Conducted by Aon Risk Solutions, a recent research survey of 1,000 small and medium-sized enterprise (SMEs) decision makers uncovered some worrying results. The study, which took place in the UK, found that although 31% of respondents consider developing their online presence as a key opportunity in the year ahead, only 7% have cyber insurance. These organizations are putting their entire operation and all of their customer data at risk, so why the reluctance to buy cyber coverage?
“One reason is that it’s not being sold to clients properly,” explains Jeremy Barnett, Senior Vice President of Marketing at NAS Insurance
Services. “Many brokers are unable to identify risks that are not covered by their clients’ general liability policies, specifically things like cybercrime and ransomware.”
Traditionally, a hacker’s objective was to steal customer data and then sell it on or use it for illegal means. But in blocking a user’s access to their systems, ransomware is creating a whole new set of business interruption issues for SMEs. You don’t have to be an ecommerce site who handles transactions to be affected, any organization who uses the Internet or internal computer systems can have their hands tied for days.

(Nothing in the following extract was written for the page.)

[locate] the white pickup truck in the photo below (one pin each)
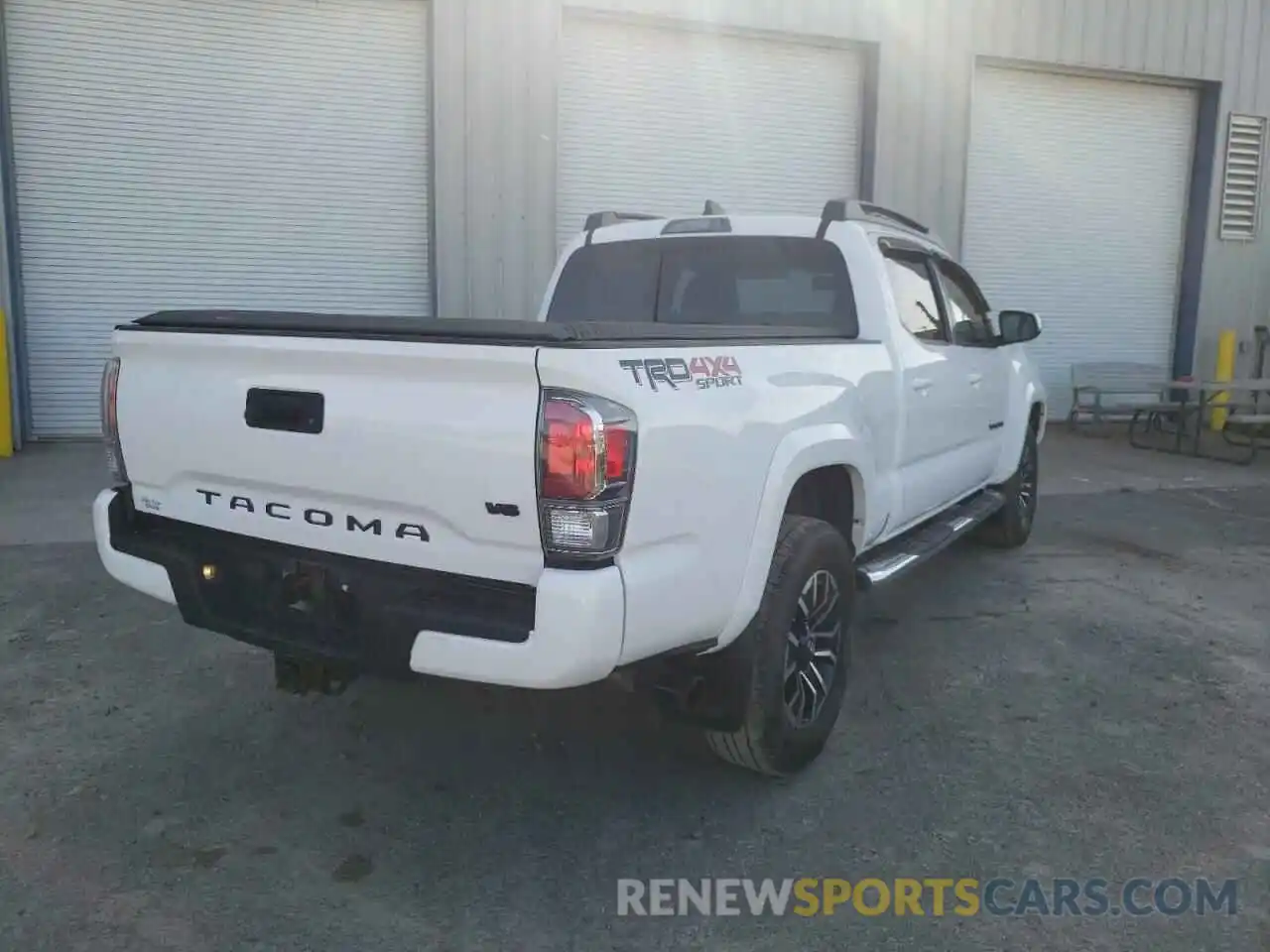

“Whether you’re a physician who manages patient schedules or an independent contractor who loses access to your billing and invoicing information, ransomware can have a significant impact,” Barnett says. “It’s a matter of brokers being able to identify the areas of risk and then suggesting the appropriate cyber policy.”
Barnett believes that brokers should be more active in offering cyber products to their clients. “With every renewal of a business owner’s policy or general liability policy for a small business, the broker should considering adding cyber,” he says. “There are lots products on the market with varying limits. When you consider that a cyber event could put a small organization out of business, $1,500 or $2,000 for a robust cyber policy represents a good return on investment.”